Michael Scrage at Financial Times defines it perfectly (the emphasis is mine):
In reality, the declared demise of brand loyalty is 180 degrees misunderstood. A review of the past decade reveals customers have not been cavalierly unfaithful to established brands; quite the opposite. Established brands have cheated on and betrayed their most loyal customers. They charge more and more for less and less; they chase after the youth market or the hot segment du jour; their "innovations" frequently add more complexity than value; and their willingness to apologise and compensate for errors or mistakes is nil. The more provocative marketing argument is that "brand inertia" far more than "brand loyalty" has kept so many customers for so many companies for so long.
He continues with
Consumers are neither sheep nor fools. They can sense when companies are consistently more loyal to investors, employees and regulators than to the people who buy their products and services. They behave accordingly. Customers are not being disloyal; they are being discriminating. The central marketing question confronting brand leaders therefore is not "how can we radically increase customer loyalty?" but "how can we radically increase our own loyalty to customers?"

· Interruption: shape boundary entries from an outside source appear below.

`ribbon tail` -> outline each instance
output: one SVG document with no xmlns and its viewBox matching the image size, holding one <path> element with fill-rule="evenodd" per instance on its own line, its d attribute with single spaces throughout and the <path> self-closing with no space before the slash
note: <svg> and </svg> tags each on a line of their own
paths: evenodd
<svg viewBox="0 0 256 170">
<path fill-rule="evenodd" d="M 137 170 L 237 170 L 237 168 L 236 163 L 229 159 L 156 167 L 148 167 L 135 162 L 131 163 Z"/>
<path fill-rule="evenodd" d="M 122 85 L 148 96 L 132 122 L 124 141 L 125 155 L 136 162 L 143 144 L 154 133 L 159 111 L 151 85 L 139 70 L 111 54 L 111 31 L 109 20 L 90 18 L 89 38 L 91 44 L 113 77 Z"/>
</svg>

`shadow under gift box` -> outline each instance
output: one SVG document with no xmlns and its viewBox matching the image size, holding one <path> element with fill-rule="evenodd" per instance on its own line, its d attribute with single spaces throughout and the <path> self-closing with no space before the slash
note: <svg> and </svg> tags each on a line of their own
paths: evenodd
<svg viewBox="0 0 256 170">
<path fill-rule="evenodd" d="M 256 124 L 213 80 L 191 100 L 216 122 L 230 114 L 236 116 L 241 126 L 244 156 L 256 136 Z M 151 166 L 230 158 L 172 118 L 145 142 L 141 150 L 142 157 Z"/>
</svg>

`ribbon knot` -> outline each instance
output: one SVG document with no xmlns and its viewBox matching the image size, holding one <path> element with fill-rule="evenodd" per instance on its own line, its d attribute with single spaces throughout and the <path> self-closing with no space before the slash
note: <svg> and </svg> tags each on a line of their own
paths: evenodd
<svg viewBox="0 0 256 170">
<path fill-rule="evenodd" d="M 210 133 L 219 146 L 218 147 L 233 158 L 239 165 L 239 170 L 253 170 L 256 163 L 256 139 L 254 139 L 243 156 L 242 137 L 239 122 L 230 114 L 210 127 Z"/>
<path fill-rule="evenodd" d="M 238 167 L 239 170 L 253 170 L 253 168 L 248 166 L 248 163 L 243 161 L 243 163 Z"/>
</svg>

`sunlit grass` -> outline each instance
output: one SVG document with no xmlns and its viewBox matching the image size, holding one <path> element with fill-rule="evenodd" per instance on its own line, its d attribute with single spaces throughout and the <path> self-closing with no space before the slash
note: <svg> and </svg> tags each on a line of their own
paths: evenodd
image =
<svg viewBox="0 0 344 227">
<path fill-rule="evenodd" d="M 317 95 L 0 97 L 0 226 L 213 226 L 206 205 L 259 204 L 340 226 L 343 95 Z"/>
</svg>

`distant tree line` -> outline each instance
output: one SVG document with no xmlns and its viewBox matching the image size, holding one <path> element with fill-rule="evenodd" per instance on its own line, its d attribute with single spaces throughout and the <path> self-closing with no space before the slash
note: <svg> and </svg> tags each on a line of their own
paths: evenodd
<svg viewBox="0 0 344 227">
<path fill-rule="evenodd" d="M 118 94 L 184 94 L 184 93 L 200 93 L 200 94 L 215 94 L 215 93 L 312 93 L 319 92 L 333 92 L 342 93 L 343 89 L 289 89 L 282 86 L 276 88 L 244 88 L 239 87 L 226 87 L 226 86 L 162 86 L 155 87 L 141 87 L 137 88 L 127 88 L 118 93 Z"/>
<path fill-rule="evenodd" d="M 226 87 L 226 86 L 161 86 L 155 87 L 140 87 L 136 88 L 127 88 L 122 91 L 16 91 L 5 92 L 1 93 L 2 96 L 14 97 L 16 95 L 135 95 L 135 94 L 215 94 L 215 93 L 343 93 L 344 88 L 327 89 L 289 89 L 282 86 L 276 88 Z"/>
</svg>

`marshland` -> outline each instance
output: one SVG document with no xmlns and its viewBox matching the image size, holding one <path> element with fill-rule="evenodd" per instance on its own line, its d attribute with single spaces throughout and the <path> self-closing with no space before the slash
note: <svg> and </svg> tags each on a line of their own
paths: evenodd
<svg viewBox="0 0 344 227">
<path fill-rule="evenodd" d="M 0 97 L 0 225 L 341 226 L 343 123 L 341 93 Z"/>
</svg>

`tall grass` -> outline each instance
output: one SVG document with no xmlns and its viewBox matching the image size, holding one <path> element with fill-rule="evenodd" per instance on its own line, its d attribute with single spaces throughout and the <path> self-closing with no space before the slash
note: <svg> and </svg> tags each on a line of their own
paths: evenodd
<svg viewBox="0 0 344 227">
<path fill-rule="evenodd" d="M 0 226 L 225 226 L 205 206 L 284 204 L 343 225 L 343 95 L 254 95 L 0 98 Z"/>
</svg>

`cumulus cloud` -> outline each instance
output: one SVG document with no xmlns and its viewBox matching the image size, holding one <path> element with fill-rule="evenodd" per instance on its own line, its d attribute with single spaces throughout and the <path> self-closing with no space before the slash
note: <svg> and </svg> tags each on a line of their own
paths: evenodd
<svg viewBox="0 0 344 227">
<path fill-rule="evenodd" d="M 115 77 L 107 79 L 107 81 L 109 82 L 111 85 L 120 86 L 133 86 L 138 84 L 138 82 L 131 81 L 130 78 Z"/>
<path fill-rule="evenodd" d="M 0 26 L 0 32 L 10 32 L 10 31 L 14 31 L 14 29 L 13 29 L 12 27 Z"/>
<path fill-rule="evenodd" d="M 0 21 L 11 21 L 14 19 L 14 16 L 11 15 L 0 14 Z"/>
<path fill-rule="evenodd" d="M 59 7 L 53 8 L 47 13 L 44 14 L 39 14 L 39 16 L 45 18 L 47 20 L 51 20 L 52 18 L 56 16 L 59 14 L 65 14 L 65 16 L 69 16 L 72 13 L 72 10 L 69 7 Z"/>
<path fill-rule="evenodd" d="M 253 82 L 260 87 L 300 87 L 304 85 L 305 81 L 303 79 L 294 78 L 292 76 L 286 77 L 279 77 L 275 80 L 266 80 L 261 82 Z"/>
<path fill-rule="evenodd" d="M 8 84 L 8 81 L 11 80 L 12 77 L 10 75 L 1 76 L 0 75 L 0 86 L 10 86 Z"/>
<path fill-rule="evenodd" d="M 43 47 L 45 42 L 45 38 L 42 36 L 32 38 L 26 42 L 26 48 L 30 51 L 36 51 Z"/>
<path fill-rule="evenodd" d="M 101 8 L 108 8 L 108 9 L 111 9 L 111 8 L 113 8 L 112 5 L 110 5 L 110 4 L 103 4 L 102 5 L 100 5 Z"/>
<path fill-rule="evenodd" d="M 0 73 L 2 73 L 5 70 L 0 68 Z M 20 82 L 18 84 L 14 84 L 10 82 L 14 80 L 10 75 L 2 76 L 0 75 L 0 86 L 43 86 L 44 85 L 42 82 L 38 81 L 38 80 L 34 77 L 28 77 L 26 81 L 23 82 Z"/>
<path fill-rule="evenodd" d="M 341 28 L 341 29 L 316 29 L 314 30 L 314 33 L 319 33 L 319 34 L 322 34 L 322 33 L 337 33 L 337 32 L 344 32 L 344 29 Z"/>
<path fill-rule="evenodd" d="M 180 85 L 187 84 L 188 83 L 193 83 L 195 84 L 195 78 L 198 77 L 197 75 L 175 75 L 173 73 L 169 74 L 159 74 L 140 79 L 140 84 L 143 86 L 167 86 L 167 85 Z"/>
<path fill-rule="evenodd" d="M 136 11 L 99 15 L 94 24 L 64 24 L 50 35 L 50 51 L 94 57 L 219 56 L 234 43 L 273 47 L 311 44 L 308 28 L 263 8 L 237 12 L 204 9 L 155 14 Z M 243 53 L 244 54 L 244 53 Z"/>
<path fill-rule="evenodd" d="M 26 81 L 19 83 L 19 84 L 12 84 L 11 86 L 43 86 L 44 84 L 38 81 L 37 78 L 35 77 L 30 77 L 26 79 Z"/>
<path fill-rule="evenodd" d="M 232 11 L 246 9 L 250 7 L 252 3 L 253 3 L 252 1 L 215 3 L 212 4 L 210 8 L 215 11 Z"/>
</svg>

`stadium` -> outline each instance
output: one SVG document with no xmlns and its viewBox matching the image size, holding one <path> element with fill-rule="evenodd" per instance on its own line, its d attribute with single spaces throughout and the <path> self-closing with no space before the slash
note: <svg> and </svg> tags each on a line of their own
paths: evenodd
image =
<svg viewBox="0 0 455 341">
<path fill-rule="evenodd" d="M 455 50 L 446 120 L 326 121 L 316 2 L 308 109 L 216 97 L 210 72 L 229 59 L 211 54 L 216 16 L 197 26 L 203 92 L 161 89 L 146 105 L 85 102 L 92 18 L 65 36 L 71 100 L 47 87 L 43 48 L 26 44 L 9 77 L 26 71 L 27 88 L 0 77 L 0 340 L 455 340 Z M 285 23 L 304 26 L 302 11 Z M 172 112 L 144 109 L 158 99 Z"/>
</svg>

In other words… you can’t fool your customers. If your focus is upon the bottom line… they’ll know and they’ll react. If you’re lucky, they won’t be able to find anyone else who cares less about them than you and your business does and they won’t jump ship.
For some reason, the Walmart story comes to mind. Long ago, Sam Walton respected and cared about his customers… and his business grew. Sadly, he died but the company he created lived on. One by one, his heirs lost access to the inner workings. For a while, it wasn’t obvious to the consumer that they were being viewed as "sheep and fools" by Walmart’s management.
Then, Walmart changed ad agencies and suddenly, the message began to disintegrate. How many slogans has Walmart had this year? How many ad agencies have they gone through?
I’m sure the jumping from one agency to another is a desperate attempt to find someone who can "capture" the lie…. "Walmart really cares about you, our customer!"
Sure… that’s why Walmart quit offering layawys…. why they then launched their own "reloadable bank card" product. WAIT? I thought the reason free layaways were discontinued weeks before Christmas was because the niche customers didn’t need it? They had credit cards to use.
Even when you’re as BIG as Walmart… when you view your customers as "sheep and fools" it’s IMPOSSIBLE for it not to show through in everything you do!
Respect your customers…
Don’t TREAT them with respect… because you can’t do that if you really do NOT respect them.
Your customers aren’t stupid, they aren’t lazy and they aren’t sheep. If you think they are, then it will show through in your marketing efforts.
Disrespect of your customers is a CANCER in your business. If you overhear an employee talking about your customers in a disrespectful manner, NIP THAT IN THE BUD!